Firing an employee often serves as a leader’s most visible evidence of their commitment to the Mission or shared purpose. This difficult act often leaves a trail of devastation for the terminated employee and can haunt the empowered manager for a lifetime. Emotional, life-changing actions are noticed; and, when an employee threatens the Mission or shared purpose of an organization (the greater good), they need to go!
A leader who fails to embrace this difficult and necessary action sends the unwitting message that employees who undermine the Mission are tolerated. That leads to a culture that does not “fuse” together around a shared purpose and can lead to a culture of mediocrity and under-performance. This task of necessary firings is particularly gut wrenching when an employee is otherwise working hard and demonstrating they share the commitment to the organization’s purpose.
Once in a rare while, the toughest reality of leadership happens easily and quickly. Ray Davis, executive chairman of Umpqua Bank, shares a remarkable and memorable example. He tells me that the morning after he fired an employee he was greeted with applause and a standing ovation when he entered the office! Really, a standing ovation? For firing an employee?
Davis tells the story of cutting a vacation short because he received a call, informing him that an employee was terrorizing the office and half of the accounting staff was about to walk out. Many were crying. This particular employee, Mike, had caused trouble before and was known to harass female employees with ‘off-color’ remarks.
Davis vividly remembers the following day, after flying home early. Davis told me: “I remember going into the office—and one of the rules that I [had] in my company is that when we have casual days like Friday, you can come in casual but you can’t wear Levi’s into our bank. If you work for us, no Levi’s. I don’t want to see that. But that day I had Levi’s on, and I walked right upstairs to the executive offices and Julie (his assistant). I didn’t say hello to anybody. I said to her, ‘Julie, where’s Mike?’

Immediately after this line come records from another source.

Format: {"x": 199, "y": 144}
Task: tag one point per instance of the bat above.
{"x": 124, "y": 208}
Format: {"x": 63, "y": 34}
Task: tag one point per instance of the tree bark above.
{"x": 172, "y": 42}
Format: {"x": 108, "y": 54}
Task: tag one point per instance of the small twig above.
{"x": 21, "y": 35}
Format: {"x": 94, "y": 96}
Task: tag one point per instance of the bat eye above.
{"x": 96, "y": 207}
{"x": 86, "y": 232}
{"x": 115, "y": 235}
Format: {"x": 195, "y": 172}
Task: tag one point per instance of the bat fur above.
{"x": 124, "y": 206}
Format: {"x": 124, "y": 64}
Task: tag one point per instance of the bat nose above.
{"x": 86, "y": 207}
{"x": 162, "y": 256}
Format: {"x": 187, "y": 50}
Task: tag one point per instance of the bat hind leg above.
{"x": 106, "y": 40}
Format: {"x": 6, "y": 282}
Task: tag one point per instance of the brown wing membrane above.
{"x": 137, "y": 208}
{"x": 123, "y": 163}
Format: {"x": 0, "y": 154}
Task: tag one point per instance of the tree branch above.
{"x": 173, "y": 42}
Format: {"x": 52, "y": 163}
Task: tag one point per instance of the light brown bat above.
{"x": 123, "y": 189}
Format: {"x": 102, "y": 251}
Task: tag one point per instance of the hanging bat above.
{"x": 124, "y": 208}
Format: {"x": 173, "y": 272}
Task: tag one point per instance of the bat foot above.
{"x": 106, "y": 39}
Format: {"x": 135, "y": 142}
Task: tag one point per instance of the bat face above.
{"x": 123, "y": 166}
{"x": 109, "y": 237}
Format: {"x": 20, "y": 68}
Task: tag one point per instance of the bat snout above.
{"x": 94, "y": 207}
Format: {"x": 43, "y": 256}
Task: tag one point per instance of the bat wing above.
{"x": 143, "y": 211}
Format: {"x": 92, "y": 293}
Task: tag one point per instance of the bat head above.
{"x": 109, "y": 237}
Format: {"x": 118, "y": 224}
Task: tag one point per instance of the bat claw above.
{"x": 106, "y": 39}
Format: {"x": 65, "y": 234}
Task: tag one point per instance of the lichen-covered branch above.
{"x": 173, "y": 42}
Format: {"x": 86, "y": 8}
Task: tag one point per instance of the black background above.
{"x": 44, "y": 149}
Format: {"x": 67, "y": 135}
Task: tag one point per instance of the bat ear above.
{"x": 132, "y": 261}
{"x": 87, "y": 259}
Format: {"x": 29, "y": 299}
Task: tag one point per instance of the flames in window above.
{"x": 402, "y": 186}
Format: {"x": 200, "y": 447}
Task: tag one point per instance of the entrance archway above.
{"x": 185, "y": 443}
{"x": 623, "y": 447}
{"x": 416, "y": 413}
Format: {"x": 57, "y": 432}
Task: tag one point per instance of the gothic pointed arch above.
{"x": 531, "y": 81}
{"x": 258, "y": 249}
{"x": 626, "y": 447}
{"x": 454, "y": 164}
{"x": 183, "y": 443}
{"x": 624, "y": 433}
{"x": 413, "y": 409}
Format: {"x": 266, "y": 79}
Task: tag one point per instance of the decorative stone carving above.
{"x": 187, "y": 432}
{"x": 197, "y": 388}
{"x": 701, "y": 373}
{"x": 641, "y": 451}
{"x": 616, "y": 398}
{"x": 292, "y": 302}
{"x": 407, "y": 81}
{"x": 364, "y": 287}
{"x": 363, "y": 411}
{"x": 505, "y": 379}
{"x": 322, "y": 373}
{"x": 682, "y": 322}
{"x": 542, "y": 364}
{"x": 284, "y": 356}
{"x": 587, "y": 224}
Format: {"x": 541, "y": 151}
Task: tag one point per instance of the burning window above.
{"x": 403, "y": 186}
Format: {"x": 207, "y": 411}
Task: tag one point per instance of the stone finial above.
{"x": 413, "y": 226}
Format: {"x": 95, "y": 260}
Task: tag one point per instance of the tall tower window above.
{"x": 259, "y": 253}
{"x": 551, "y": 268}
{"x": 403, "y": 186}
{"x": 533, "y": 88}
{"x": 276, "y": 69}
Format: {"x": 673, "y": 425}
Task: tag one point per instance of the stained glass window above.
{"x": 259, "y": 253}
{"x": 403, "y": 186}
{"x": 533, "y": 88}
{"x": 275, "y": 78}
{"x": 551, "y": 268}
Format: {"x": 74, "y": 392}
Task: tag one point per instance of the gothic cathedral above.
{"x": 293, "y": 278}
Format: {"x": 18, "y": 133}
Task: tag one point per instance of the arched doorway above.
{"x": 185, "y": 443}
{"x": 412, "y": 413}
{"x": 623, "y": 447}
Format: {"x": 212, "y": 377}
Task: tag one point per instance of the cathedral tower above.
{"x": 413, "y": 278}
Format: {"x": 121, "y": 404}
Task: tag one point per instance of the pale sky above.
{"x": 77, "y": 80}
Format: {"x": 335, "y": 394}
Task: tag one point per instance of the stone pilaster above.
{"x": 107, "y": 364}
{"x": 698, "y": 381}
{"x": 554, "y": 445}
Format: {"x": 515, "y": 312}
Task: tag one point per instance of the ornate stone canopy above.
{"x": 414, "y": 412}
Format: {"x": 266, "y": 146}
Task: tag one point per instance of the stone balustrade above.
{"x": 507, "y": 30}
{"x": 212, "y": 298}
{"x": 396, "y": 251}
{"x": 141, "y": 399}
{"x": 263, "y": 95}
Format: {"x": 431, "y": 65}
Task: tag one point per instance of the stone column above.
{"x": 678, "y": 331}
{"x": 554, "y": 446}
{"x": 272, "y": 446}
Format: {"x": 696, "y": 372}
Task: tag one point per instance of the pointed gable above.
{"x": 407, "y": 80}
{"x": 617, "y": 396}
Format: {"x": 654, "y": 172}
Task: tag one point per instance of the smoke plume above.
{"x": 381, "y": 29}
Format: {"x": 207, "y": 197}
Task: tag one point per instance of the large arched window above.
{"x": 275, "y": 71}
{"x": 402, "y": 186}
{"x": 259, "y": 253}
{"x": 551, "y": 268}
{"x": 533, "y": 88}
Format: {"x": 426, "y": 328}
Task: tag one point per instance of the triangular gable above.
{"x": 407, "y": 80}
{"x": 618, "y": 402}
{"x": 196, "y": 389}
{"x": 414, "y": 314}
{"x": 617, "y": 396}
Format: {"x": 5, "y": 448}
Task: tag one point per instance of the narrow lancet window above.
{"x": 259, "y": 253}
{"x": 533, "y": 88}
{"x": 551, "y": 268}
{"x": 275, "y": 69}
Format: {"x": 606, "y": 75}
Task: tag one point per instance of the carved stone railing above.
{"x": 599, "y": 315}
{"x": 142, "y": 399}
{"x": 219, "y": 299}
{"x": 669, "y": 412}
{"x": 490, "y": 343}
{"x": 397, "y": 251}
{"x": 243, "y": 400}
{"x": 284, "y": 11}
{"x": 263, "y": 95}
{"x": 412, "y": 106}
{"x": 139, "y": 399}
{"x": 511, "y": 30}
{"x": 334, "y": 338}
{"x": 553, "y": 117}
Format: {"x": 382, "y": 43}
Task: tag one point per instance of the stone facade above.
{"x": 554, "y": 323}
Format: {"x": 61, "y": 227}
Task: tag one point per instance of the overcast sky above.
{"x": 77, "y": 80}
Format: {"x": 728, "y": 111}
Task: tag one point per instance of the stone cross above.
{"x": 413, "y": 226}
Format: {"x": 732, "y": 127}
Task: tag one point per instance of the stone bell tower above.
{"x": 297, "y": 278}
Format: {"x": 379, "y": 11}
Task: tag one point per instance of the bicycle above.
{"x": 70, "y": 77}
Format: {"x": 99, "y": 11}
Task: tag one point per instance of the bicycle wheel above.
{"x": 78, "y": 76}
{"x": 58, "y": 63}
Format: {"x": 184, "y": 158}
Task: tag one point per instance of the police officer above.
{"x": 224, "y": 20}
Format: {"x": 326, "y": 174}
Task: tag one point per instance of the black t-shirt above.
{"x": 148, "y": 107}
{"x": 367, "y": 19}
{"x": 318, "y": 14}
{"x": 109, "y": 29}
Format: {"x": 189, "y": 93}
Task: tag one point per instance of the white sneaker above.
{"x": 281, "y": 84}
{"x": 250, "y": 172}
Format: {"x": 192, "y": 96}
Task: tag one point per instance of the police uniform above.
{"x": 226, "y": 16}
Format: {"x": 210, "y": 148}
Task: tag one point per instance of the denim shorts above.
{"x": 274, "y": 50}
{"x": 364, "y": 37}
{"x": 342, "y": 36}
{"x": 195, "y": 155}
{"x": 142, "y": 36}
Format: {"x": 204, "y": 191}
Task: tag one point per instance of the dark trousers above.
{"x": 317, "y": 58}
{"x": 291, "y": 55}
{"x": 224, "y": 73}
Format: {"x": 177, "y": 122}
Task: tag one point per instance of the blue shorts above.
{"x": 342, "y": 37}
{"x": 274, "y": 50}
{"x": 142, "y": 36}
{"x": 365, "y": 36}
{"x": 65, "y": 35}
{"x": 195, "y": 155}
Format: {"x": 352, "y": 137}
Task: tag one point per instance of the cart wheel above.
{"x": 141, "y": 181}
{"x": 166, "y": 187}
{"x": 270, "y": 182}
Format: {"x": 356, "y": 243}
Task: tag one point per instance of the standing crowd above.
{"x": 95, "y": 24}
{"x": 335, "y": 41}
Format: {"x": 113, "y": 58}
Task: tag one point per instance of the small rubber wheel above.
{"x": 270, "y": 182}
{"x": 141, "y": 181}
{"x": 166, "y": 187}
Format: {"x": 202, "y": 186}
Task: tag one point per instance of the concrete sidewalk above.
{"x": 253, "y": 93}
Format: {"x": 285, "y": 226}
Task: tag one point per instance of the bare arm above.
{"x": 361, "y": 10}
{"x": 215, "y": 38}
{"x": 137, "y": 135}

She told Davis he was in a meeting with a large, well-known public accounting firm in a nearby conference room.
“‘Great,’ I said. I opened up the door, and there he was.
“I said, ‘Mike, can see you?’
“‘No, we’re in a meeting,’ he said.
“‘I need to see you,’ I told him.
“He must have been thinking, ‘What’s this? Ray’s not due back yet. And, what’s he doing in Levi’s?’
“I walked him to my office, and I said, ‘You’re fired, and I want your ass out of this bank now!’
“And he started to say, ‘Oh, this is about…’
“I said, ‘Yeah, we‘re not going to talk about it. You’re done. I want you out.’
“‘Well, let me go get my stuff.’
“‘No, get out now. I will make arrangements to have someone call you and meet you back here after everybody’s gone so you can get all your stuff out without causing a scene.’”
Davis told me that it was a brutal encounter, an extreme case. “Boy, it was,” he said. “I mean, he was out of there. And I went in to the accounting guys and said, ‘Meeting’s canceled.’”
Davis didn’t need to hear Mike’s side of the story because he had enough confidence in his assistant to know that all that she’d said was true. “I was not going to go in and have him try to explain it away,” he said. “That would have been a waste of my time. It happened. I knew it happened. If he wanted to make a big deal out of it afterwards, fine.”
He told his assistant that he’d fired Mike and that he needed to go home, but asked her to tell the accounting people he’d meet with them first thing in the morning. The next day when the CEO walked into the office, wearing a business suit instead of Levi’s, his employees, who had gotten wind that Mike was gone, greeted him with loud applause and a standing ovation.
This story is not about a good employee v a bad employee. And it’s not about right and wrong. This is about the critical importance of the leader evidencing their commitment to the shared purpose of an organization. It’s about the leader evidencing their commitment to the employees and a healthy culture.
Davis cut his vacation short in order to protect his team. Davis understood the importance of acting decisively and acting with urgency. Davis shares many other stories that shed light on leadership behaviors that “fuse” teams together and these can be found in the book Davis helped me write, Fusion Leadership.
No single action by a leader better evidences his or her commitment to one’s team and the leader’s commitment to the organization’s purpose than terminating another employee. Often this is a gut-wrenching reality of leadership. And sometimes it happens easily and quickly.
The key is to act with the interests of your organization and your team’s shared purpose as your north star.